Plan on investing in real estate? Target these 5 spots!

Money-House

1. Senior housing: An aging population is making senior housing a good bet for investors. “Senior housing is experiencing upward demand, but with this property type, you can’t increase rent as rapidly as you can with multifamily,” notes Barbara Byrne Denham, a Reis economist.

2. Student housing: The pre-tax yield for student housing properties was 7.6 percent during the first quarter of this year, according to data from Situs RERC. “Student housing operations are generally in line with the long-term trend, and the sector’s defensive attributes have not gone unnoticed by investors,” says Andy McCulloch, managing director and head of real estate analytics at Green Street Advisors. He notes that student housing is the best performing sector year-to-date in the REIT space.

3. Warehouses: Big-box flex warehouse space is one of the healthiest industrial sub-sectors, which has been getting a lift from e-commerce tenants. “Against a backdrop of healthy demand boosted by e-commerce, market rent growth has been stronger than expected,” McCulloch told the National Real Estate Investor. “While new supply and obsolescence are always concerns for industrial, the sector’s future growth prospects look better than past performance would suggest.”

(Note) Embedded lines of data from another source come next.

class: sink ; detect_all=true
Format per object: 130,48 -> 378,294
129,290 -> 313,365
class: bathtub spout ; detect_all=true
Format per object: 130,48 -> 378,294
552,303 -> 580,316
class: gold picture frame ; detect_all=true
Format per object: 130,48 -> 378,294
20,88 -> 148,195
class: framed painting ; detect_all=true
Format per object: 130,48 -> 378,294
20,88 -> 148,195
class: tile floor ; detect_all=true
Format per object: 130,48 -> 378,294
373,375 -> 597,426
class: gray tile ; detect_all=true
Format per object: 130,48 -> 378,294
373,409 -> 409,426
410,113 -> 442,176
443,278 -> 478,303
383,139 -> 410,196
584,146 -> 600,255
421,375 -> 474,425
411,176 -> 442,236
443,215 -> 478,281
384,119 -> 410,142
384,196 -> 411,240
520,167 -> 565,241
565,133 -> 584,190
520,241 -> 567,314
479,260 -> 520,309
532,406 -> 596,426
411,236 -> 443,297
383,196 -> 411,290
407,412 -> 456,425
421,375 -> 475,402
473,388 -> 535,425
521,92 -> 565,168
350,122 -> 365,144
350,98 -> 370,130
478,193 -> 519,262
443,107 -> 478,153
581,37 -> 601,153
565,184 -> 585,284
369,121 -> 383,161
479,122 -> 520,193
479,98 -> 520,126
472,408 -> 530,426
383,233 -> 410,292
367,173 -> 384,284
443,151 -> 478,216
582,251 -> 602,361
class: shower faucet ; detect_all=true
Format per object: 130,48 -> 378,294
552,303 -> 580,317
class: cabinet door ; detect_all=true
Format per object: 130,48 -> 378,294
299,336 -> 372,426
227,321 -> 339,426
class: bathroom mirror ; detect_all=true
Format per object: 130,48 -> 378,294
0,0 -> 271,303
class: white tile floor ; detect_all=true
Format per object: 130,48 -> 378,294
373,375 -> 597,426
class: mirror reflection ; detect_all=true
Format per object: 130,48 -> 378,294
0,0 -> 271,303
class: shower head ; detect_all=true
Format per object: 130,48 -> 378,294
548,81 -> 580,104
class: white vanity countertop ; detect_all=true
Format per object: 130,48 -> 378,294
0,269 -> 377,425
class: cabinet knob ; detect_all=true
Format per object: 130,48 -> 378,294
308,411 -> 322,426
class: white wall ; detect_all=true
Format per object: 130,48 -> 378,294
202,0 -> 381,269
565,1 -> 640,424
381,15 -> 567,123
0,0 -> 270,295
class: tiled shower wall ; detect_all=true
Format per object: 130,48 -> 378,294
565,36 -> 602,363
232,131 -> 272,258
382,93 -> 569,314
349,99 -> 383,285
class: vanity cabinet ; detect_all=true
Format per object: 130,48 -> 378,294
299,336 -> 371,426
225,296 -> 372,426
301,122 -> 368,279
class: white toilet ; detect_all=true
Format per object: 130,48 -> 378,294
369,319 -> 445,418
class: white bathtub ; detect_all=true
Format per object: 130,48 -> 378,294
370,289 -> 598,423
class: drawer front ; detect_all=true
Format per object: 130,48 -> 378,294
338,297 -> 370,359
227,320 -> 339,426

4. Neighborhood community centers: Situs RERC calls the neighborhood community center the second-best investment at the moment, right behind industrial warehouses. “Strip center tenants are generally healthier than mall tenants today, especially when putting department stores into the mix,” McCulloch notes. “While retailer bankruptcies are a continued nuisance in the strip sector, the lack of ground-up development points toward a continued improvement in operating fundamentals.”

5. Self-storage: The price appreciation within the self-storage industry has risen 16 percent over the past year, according to data from Green Street Advisors. “Storage continues to become more accepted as an institutional asset class, and operating fundamentals have been phenomenal,” says McCulloch. “Higher cap rates, solid NOI [net operating income] growth, and low cap-ex make self-storage a great business.”